To install ActT, download the package, navigate to the ActT directory and run
pip install .
Or to directly install without cloning
pip install git+https://github.com/mitll/ActT
from sklearn.datasets import load_iris
from sklearn.metrics import accuracy_score
from sklearn.linear_model import LogisticRegression
from active_tester import ActiveTester
from active_tester.estimators.naive import Naive
from active_tester.query_strategy.random import Random
import numpy as np
# load a simple dataset and build a simple classifier to evaluate
iris = load_iris()
X = iris.data
y = iris.target
clf = LogisticRegression()
clf = clf.fit(X, y)
# generate some noisy labels (in this case, we just re-use y)
Y_noisy = np.reshape(y,(len(y),1))
# initialize active tester object and format the dataset
active_test = ActiveTester(Naive(metric=accuracy_score), Random())

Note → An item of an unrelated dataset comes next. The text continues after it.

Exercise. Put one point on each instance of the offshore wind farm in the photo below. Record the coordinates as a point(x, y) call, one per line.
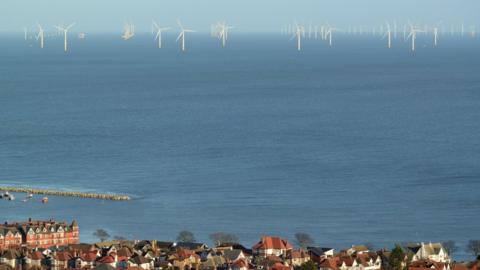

active_test.standardize_data(rearrange=False, X=X, classes=iris.target_names,
Y_ground_truth=None, Y_vetted=None, Y_noisy=Y_noisy)
# run the model on the dataset
active_test.gen_model_predictions(clf)
# query 5 labels from the vetter (you!)
active_test.query_vetted(True, budget=5, raw=None, visualizer=None)
# use input to estimate classifier performance and print the result
active_test.test()
result = active_test.get_test_results()
print(result)
If the model is not available, but probablities predicted by the model are, we can call set_prob_array
and send in the predictions directly.
from sklearn.datasets import load_iris
from sklearn.metrics import accuracy_score
from sklearn.linear_model import LogisticRegression
from active_tester import ActiveTester
from active_tester.estimators.naive import Naive
from active_tester.query_strategy.random import Random
import numpy as np
# load a simple dataset and build a simple classifier to evaluate
iris = load_iris()
X = iris.data
y = iris.target
clf = LogisticRegression()
clf = clf.fit(X, y)
# generate some noisy labels (in this case, we just re-use y)
Y_noisy = np.reshape(y,(len(y),1))
# initialize active tester object and format the dataset
active_test = ActiveTester(Naive(metric=accuracy_score), Random())
active_test.standardize_data(rearrange=False, X=X, classes=iris.target_names,
Y_ground_truth=None, Y_vetted=None, Y_noisy=Y_noisy)
# run the model on the dataset
y_predictions = clf.predict_proba(X)
active_test.set_prob_array(y_predictions)
# query 5 labels from the vetter (you!)
active_test.query_vetted(True, budget=5, raw=None, visualizer=None)
# use input to estimate classifier performance and print the result
active_test.test()
result = active_test.get_test_results()
print(result)
This research is based upon work supported by the Office of the Director of National Intelligence (ODNI), Intelligence Advanced Research Projects Activity (IARPA), via Air Force Life Cycle Management Center Contract FA8702-15-D-0001. The views and conclusions contained herein are those of the authors and should not be interpreted as necessarily representing the official policies or endorsements, either expressed or implied, of the ODNI, IARPA, or the U.S. Government.